Transforming actors into well-known figures such as Tammy Wynette and Princess Diana was a challenge for artisans, who experimented with techniques to come up with hair and makeup that would look authentic to viewers.
Cate Hall spent hours with Elizabeth Debicki while recreating Princess Diana’s sophisticated coiffure from the early 1990s for Season 5 of “The Crown.” Through a series of incremental adjustments to the wig — and plenty of patience from Debicki – Hall got the look she desired.
“You hold one another’s hand as you keep slicing the wig with a razor and inching towards a shape that feels recognizable,” she recalls of her collaboration with Debicki.
Hall admits that in her first attempt at the wig, Debicki looked more like a “lady called Brenda from 1983” than the glamorous royal. But she kept working on it.
And once the hair was right, it was a matter of the other departments stepping in with costuming and production design.
Jessica Chastain’s go-to hair and makeup team of Linda Dowds and Stephanie Ingram helped the Oscar winner for “The Eyes of Tammy Faye” become country singer Tammy Wynette for Showtime’s “George and Tammy.” Chastain has already won a SAG award for her performance in the series.
Dowds used light and shadow to hollow out areas of Chastain’s face, employing latex wrinkle stipple for subtle aging effects. “The contour and highlight way of aging is really helpful,” says Dowds. That meant applying shading techniques to the creases of Chastain’s face, and using a highlighter to accentuate raised areas. By crinkling up the skin, “you’re able to get fine lines around eyes, pull on the neck and get the tops of the hands,” she explains.

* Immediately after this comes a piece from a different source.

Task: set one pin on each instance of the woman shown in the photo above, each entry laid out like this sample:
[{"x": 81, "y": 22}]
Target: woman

The key, Dowds says, was keeping the color palette soft. “We bumped up the eye makeup a little with bigger lashes,” says Dowds.

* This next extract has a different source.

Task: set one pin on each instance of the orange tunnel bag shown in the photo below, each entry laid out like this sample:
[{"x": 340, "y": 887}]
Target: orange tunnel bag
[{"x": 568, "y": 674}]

Ingram’s hairstyles added to the look, as did costumes by Mitchell Travers. But Dowds, who won an Oscar for her work on “The Eyes of Tammy Faye” along with Ingram and Justin Raleigh, cautions that there’s a danger in going too big with a character’s hair and makeup.
“If you end up with big makeup, big hair and big costume, sometimes they fight each other,” she says. “What worked for us was that natural, sophisticated look that Tammy had to help showcase the rest of the look for that particular period.”
The hair and makeup team working on Hulu’s “Welcome to Chippendales” had a bit more discretion since Steve Banerjee, the man at the center of the limited series, isn’t as well known as Wynette or Princess Diana. Banerjee, portrayed by Kumail Nanjiani, transforms from a working-class immigrant to successful nightclub owner.
The only time audiences see Banerjee unshaven and unkempt is when he’s “the everyday man working in a convenience store,” notes makeup department head David Williams. But Banerjee also idolizes Playboy founder Hugh Hefner, and soon opens a nightclub that features exotic male dancers, then an anomaly.
“He aspires to be something other than this working-class man who saved everything that he can,” says Williams, who used makeup contouring to make Nanjiani’s face look heavier. “So he fakes it until he makes it.”
Hair department head Barry Lee Moe knew there was going to be a lot of hair in “Welcome to Chippendales” — “tons of hair, to be specific,” due to its setting in the disco era and beyond.
In dealing with real people, Moe says, “Some of these people still exist. So, it’s always a fine line in deciding what direction you’re going to go when you portray these characters in theTV show.”
He adds: “We tried to stay away from exact copies of anyone because it wasn’t really necessary to tell the story.”